OOP & Simple models for ice break up#
An effective way to create and use python model is by using and Object Oriented Programming approach, in our case we will use the class IceModel
to construct different models by instancing an object of the class.
In part 1 of this interactive textbook you familiarized yourself with the Nenana Ice Classic, got introduce to a new data structure,DataFrames
, explore variables that may help to predict the break up, and learned some basic preprocessing techniques.
import pandas as pd
import numpy as np
from datetime import time ,datetime,timedelta
from scipy import stats
import matplotlib.pyplot as plt
def decimal_time(t, direction='to_decimal'):
""" Convert time object to decimal and decimal to time object depending on the direction given
Arguments:
t : datetime object if `direction is 'to_decimal'`
float if `direction='to_hexadecimal'`
Returns:
float if direction is 'to_decimal'
datetime object if direction is 'to_hexadecimal'
"""
if direction =='to_decimal':
return t.hour+t.minute/60
elif direction=='to_hexadecimal':
hours=int(t)
minutes=int((t-hours)*60)
return time(hours,minutes)
else:
raise ValueError("Invalid direction, choose 'to_decimal'or 'to_hexadecimal'")
class IceModel(object):
"""
Simple model that fits trend to historic data to extrapolate future break up date.

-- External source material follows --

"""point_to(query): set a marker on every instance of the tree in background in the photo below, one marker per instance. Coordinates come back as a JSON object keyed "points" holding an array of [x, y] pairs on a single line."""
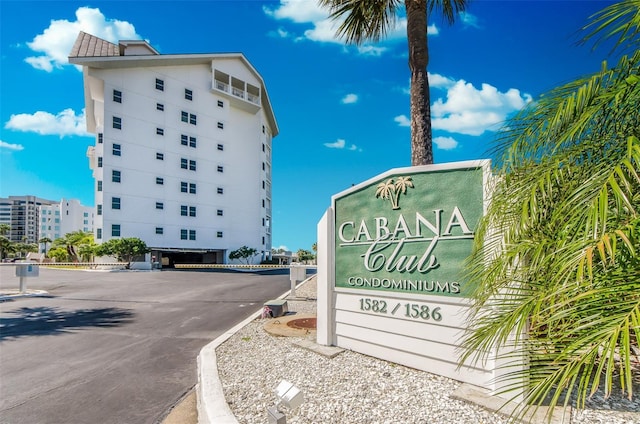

Only considers previous break up dates.
The model compute the date and day separately
METHODS:
polyfit: Polinomic fit
distfit: Fits distributions
predict: Predicts the value of a variable based on the fit/dist
get_prediction: Calles predict to get date and time
"""
def __init__(self, df_dates:pd.DataFrame, df_variables=None):
"""
Initializing object with DataFrame with break up dates.
Arguments:
----------
df_dates: pandas DataFrame
DataFrame with break up dates.
df_variables:pandas DataFrame, optional):
DataFrame with additional variables. Defaults to None.
"""
self._df_dates = df_dates.copy()
self.df_variables = df_variables.copy() if df_variables is not None else pd.DataFrame()
self._predicted_day_of_break_up = None
self._predicted_time_of_break_up = None
# Initialize created properties tracker
self._created_properties = set()
# Dynamically create properties for each column in df_variables
if not self.df_variables.empty:
for column in self.df_variables.columns:
self._create_property(column, self.df_variables[column])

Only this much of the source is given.